In the meantime, the Education Committee has already started to organize the educational content of the PG Course planned at the start of the upcoming 9th IPTA Congress to be held in Barcelona, Spain, in May 2017.


ID CARE COMMITTEE UPDATE

Upton Allen, ID CARE Committee Chair

The ID-CARE initiative was formed within IPTA with the idea that one of its main goals would be to serve as the focal point for ID initiatives and to link IPTA with other ID groups where appropriate. The focus is ID Clinical Care, Advocacy, Research and Education. The Committee seeks to engage IPTA members from all disciplines within pediatric organ stem cell transplantation.

The ID CARE Committee has been involved in several initiatives, some of which have been published in Pediatric Transplantation (Curriculum-related documents). In keeping with this approach, the group is currently working on a document that focuses on the evaluation and management of transplant candidates or recipients with recent active infections. A first draft of this document has been completed and submission to Pediatric Transplantation is expected in Fall 2016. The leads are Arnaud L’Huillier, Upton Allen and Michael Green.

The group has also identified other projects which are at varying stages of completion. Among these are the following:

  1. Status of use of live vaccines after pediatric solid organ. Klara Pofsay-Barbe is leading this initiative. In addition, a survey of current practices has been proposed.
  2. Pneumocystis prophylaxis strategies across transplant centers. This is being led by Mignon McCulloch and Marian Michaels.
  3. TB and Transplantation: A Pediatric Perspective. This initiative is led by Mignon McCulloch.
  4. Yearly Influenza update. This has been proposed as the first in the series of yearly influenza updates be led by Natasha Halasa. This will focus on what is new in influenza molecular epidemiology, antiviral drug resistance, vaccines, treatment and chemoprophylaxis with a focus on immunocompromised patients, notably transplant patients.

Over the upcoming months, the group looks forward to engaging representation from the HSCT group. Collaborations on selected documents or guidelines will also occur. These included, but are not limited to cytomegalovirus (CMV) or Post-transplant lymphoproliferative disorder (PTLD).


PEDIATRIC TRANSPLANTATION UPDATE

Wiley, publisher of Pediatric Transplantation has announced the acquisition of Atypon, one of the world’s leading scientific and scholarly information platform providers.

Wiley is very excited about joining up with our new colleagues at Atypon to bring you the best publishing technology in the industry. Atypon shares our values and focus on the researcher, and working with them is a natural extension of our commitment to providing flexibility to our partners and increasing digital engagement for readers.

Over the next 18 months, we’ll migrate from the platform supporting the Wiley Online Library to Atypon’s Literatum platform.
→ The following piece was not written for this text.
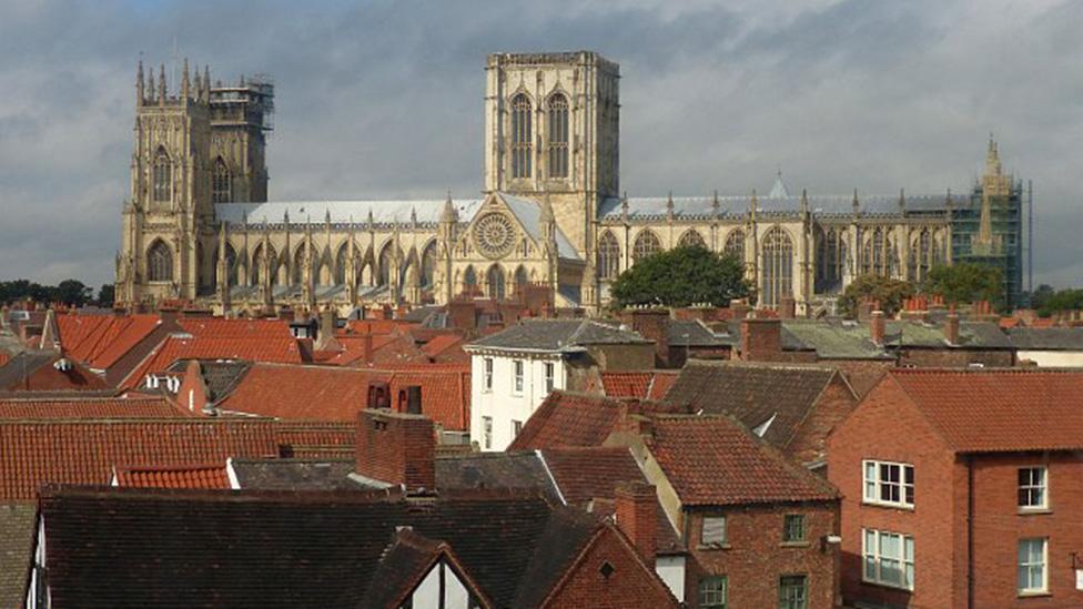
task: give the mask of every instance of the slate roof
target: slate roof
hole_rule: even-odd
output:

This will bring a number of new benefits to users, including seamless access to content through authenticated article links, improved single-sign-on, editor highlights, article usage metrics, site-wide fully responsive mobile design, minimal-downtime releases, targeted content marketing, article recommendations and e-mail alerting, and more powerful search. This approach will allow us to more rapidly and flexibly respond to the changing needs of the communities we serve.

Wiley will join a diverse array of organizations currently using Atypon’s platform, including societies like the American Chemical Society, Massachusetts Medical Society (publishers of The New England Journal of Medicine), and the American Society of Civil Engineers; publishers such as Elsevier, Sage, and Taylor & Francis, and university presses.

This acquisition is part of our commitment at Wiley to supporting the advancement of scientific and scholarly research and helping authors to reach the widest audience possible and to create impact for their research, investing in the industry’s best technology experience and curating and protecting the version of record.